An SO is a preliminary antitrust ruling. Reporters often refer to an SO as an "antitrust warning" that can come down in different categories of competition cases. For instance, about two years ago the EC issued an SO against Apple's abuse of App Store market power against Spotify and other music streaming services, but an actual decision has yet to be made in that unilateral conduct case.

In the Microsoft-ABK merger case, there is a clear deadline: April 11, 2023. After an SO, a party gets access to the case file and can--as Microsoft apparently did--request a merger hearing in Brussels. This means Microsoft will be able to read--and respond to--Sony's submissions to the EU Commission. Sony could request that some or all of its submissions be kept confidential, but the Commission could not rely on confidential facts in its decision (and any potential appeal of such a decision to the Court of Justice of the EU).

As PaRR notes, such merger hearings are attended not only by the Commission's case team working on a merger but also by other Commission officials and third parties.

I have no doubt that Sony--which is fighting Microsoft's subpoena in the U.S. FTC proceeding--will participate, and the question is whether Google and/or Nvidia will do so as well. Sony is the only vocal complainer, and Nvidia is not a complainer in a strict sense (as its position is not that the merger should be prohibited) but merely seeks to opportunistically benefit from those merger review processes in the form of a license deal that might benefit its GeForce NOW cloud gaming service.

I attended an EC merger hearing in 2009 (Oracle-Sun Microsystems) as a complainant, so I know how those hearings go. The case team presents its theories of harm, the parties get to respond, and third parties can intervene (as Sony undoubtedly will) to urge the Commission to block the deal or insist on drastic remedies.

The EC officials who attend such hearings include representatives of other DGs (directorates-general), who may or may not agree with the case team. Close aides to the competition commissioner are also present. I can't imagine that European Commission EVP (and antitrust chief) Margrethe Vestager won't send a member of her cabinet. Given the high profile of this case, even Mrs. Vestager's Chef de Cabinet Stina Soewarta may attend the hearing in whole or in part. Again, this is all speculation based on my own past experience with how those merger hearings work.

Third parties who wish to attend will now have to reach out to one of the EC's Hearing Officers and explain why they believe they have a right to be heard.

Representatives of national competition authorities of EU member states, such as Germany's Bundeskartellamt (BKartA, Federal Cartel Office) or the French Autorité de la concurrence (Adlc), also have the right to attend.

A merger hearing is very similar to a trial, but it is not public. A decision is not announced immediately, but the case team working on this particular merger review may state its recommendation (such as whether the deal should be cleared unconditionally, with conditions, or not at all) at the end of the day.

After the hearing, negotiations between the Commission and the acquirer typically continue.
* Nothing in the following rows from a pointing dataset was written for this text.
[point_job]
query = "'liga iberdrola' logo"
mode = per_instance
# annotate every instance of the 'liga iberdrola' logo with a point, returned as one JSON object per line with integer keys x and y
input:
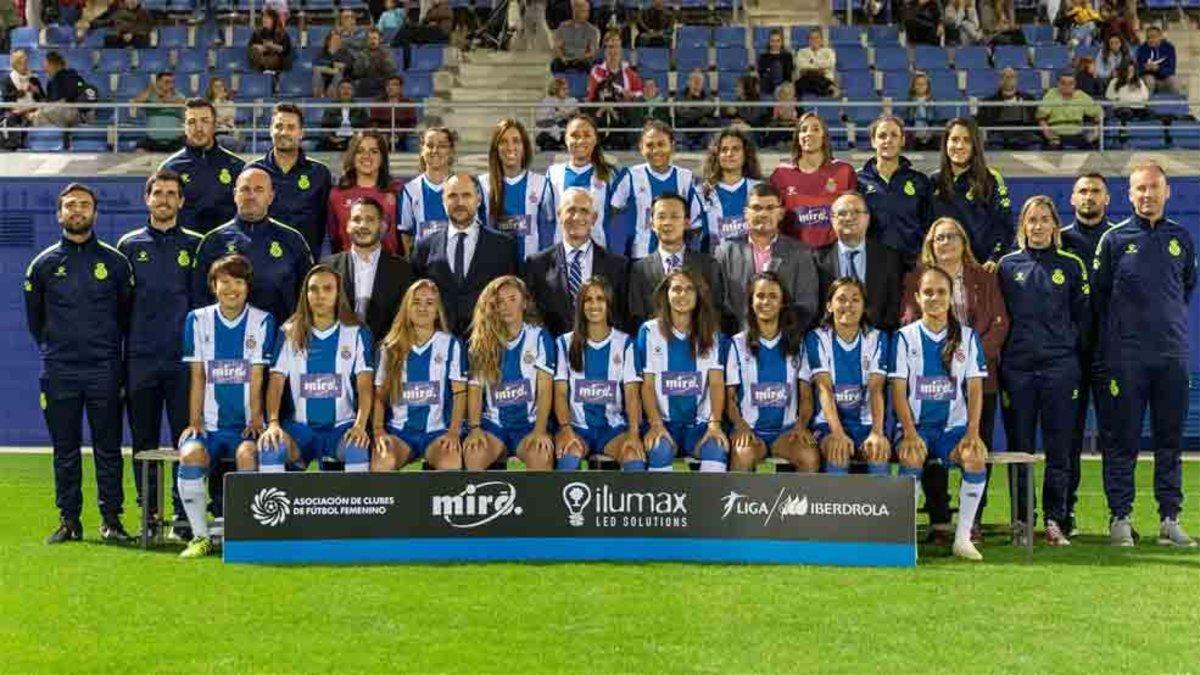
{"x": 270, "y": 507}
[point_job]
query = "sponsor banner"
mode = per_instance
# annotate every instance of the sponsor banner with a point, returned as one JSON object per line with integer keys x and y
{"x": 582, "y": 515}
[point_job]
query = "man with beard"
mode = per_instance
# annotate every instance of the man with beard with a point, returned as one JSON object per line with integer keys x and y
{"x": 78, "y": 294}
{"x": 277, "y": 254}
{"x": 161, "y": 255}
{"x": 373, "y": 281}
{"x": 207, "y": 168}
{"x": 301, "y": 184}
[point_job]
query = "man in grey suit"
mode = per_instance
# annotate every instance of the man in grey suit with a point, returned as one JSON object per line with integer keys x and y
{"x": 669, "y": 217}
{"x": 766, "y": 250}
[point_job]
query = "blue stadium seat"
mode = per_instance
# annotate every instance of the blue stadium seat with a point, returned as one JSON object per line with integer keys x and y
{"x": 653, "y": 59}
{"x": 113, "y": 61}
{"x": 730, "y": 36}
{"x": 846, "y": 35}
{"x": 929, "y": 58}
{"x": 972, "y": 58}
{"x": 731, "y": 59}
{"x": 1011, "y": 57}
{"x": 851, "y": 58}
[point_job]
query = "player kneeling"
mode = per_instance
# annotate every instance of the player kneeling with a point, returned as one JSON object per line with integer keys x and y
{"x": 511, "y": 381}
{"x": 846, "y": 359}
{"x": 683, "y": 383}
{"x": 595, "y": 387}
{"x": 228, "y": 346}
{"x": 937, "y": 392}
{"x": 767, "y": 378}
{"x": 324, "y": 358}
{"x": 421, "y": 370}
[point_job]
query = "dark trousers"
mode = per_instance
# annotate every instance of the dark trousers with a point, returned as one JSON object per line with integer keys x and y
{"x": 935, "y": 481}
{"x": 151, "y": 387}
{"x": 64, "y": 401}
{"x": 1162, "y": 384}
{"x": 1043, "y": 398}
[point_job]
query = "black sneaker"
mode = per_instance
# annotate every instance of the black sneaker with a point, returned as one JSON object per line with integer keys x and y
{"x": 70, "y": 530}
{"x": 114, "y": 532}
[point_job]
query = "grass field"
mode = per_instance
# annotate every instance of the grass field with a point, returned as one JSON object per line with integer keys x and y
{"x": 1086, "y": 609}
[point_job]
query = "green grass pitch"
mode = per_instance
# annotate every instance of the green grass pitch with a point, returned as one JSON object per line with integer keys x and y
{"x": 93, "y": 608}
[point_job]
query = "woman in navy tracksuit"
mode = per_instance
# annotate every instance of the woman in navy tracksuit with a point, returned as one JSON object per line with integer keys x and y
{"x": 1047, "y": 293}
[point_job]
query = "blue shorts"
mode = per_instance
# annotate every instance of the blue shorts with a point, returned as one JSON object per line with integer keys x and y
{"x": 417, "y": 441}
{"x": 598, "y": 438}
{"x": 511, "y": 437}
{"x": 315, "y": 443}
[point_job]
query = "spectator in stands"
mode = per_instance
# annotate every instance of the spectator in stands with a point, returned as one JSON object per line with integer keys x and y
{"x": 373, "y": 65}
{"x": 1111, "y": 55}
{"x": 163, "y": 114}
{"x": 1008, "y": 107}
{"x": 393, "y": 18}
{"x": 365, "y": 174}
{"x": 1062, "y": 113}
{"x": 924, "y": 23}
{"x": 1129, "y": 93}
{"x": 815, "y": 67}
{"x": 775, "y": 65}
{"x": 654, "y": 25}
{"x": 343, "y": 120}
{"x": 552, "y": 113}
{"x": 270, "y": 46}
{"x": 961, "y": 24}
{"x": 696, "y": 117}
{"x": 130, "y": 25}
{"x": 333, "y": 65}
{"x": 576, "y": 41}
{"x": 1156, "y": 61}
{"x": 227, "y": 114}
{"x": 921, "y": 113}
{"x": 811, "y": 181}
{"x": 394, "y": 120}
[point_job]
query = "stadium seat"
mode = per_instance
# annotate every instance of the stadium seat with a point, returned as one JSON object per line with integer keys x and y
{"x": 732, "y": 59}
{"x": 929, "y": 58}
{"x": 1011, "y": 57}
{"x": 892, "y": 58}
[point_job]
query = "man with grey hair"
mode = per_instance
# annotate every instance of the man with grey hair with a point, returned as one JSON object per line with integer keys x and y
{"x": 556, "y": 274}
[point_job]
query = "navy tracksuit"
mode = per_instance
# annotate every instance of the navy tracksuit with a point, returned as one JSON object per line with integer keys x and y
{"x": 901, "y": 208}
{"x": 301, "y": 196}
{"x": 1093, "y": 382}
{"x": 209, "y": 175}
{"x": 156, "y": 376}
{"x": 77, "y": 299}
{"x": 989, "y": 222}
{"x": 1047, "y": 293}
{"x": 279, "y": 255}
{"x": 1143, "y": 281}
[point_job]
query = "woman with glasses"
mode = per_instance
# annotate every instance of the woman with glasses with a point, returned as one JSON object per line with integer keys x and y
{"x": 976, "y": 302}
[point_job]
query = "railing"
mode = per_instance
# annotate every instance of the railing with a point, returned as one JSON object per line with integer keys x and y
{"x": 127, "y": 119}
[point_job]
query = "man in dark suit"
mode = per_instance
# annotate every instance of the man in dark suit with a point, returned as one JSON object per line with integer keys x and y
{"x": 765, "y": 250}
{"x": 373, "y": 281}
{"x": 463, "y": 257}
{"x": 556, "y": 274}
{"x": 879, "y": 267}
{"x": 669, "y": 217}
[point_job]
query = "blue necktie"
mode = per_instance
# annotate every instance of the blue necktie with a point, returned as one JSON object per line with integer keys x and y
{"x": 575, "y": 274}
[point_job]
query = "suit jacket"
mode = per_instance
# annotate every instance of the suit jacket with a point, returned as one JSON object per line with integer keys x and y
{"x": 495, "y": 256}
{"x": 394, "y": 275}
{"x": 885, "y": 272}
{"x": 646, "y": 274}
{"x": 985, "y": 310}
{"x": 790, "y": 258}
{"x": 546, "y": 279}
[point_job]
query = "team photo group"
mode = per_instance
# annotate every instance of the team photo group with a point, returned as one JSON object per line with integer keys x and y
{"x": 837, "y": 318}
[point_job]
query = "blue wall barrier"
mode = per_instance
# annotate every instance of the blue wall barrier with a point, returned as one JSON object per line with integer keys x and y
{"x": 28, "y": 225}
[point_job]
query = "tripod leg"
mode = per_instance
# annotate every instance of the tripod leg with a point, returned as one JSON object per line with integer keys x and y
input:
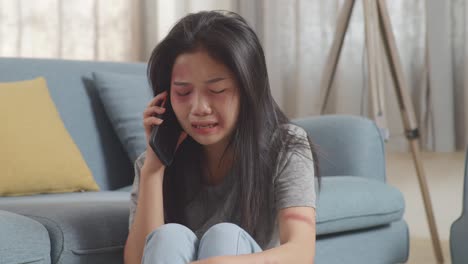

Microsoft has repeatedly and consistently stated its interest in addressing any potential competition concerns and finding solutions. Working out an agreement with the European Commission--one of the world's most well-respected antitrust enforcers--could be an inflection point and lead to settlements in other jurisdictions.

The Competition & Markets Authority (CMA) of the United Kingdom may soon hold a similar hearing. Last Wednesday, the CMA issued its provisional findings, which are the UK equivalent of a DG COMP SO (initial reaction, observations on full 277-page document, and further analysis of the remedies notice). According to its administrative timetable, the CMA will hold "[r]esponse hearings (if required)" in late February or early March. Whether such hearings will indeed take place has not been announced yet, and that's why the exact date is unknown.

I have updated my timeline chart to reflect the EC merger hearing (click on the image to enlarge):

Other changes since the previous version of that chart include that I have grayed out the motion process for the protective order (i.e., rules for the protection of confidential documents) in the Northern District of California, given that the parties recently submitted a negotiated proposal.

Here's a table of the key acronyms:

N.D. Cal.United States District Court for the Northern District of California
MTD(Microsoft's) motion to dismiss (the so-called gamers' lawsuit)
prot orderprotective order (i.e., protection of confidential business information)
PIpreliminary injunction
FTC(United States) Federal Trade Commission
CMA(UK) Competition & Markets Authority
DG COMP(European Commission's) Directorate General for Competition
NZ ComComCommerce Commission of New Zealand

Note that all of this is in flux and some of those events may not (have to) happen. For instance, if the motion to dismiss is granted in California, even if only in part, this may have implications for the preliminary injunction (possibly even obviating any PI hearing).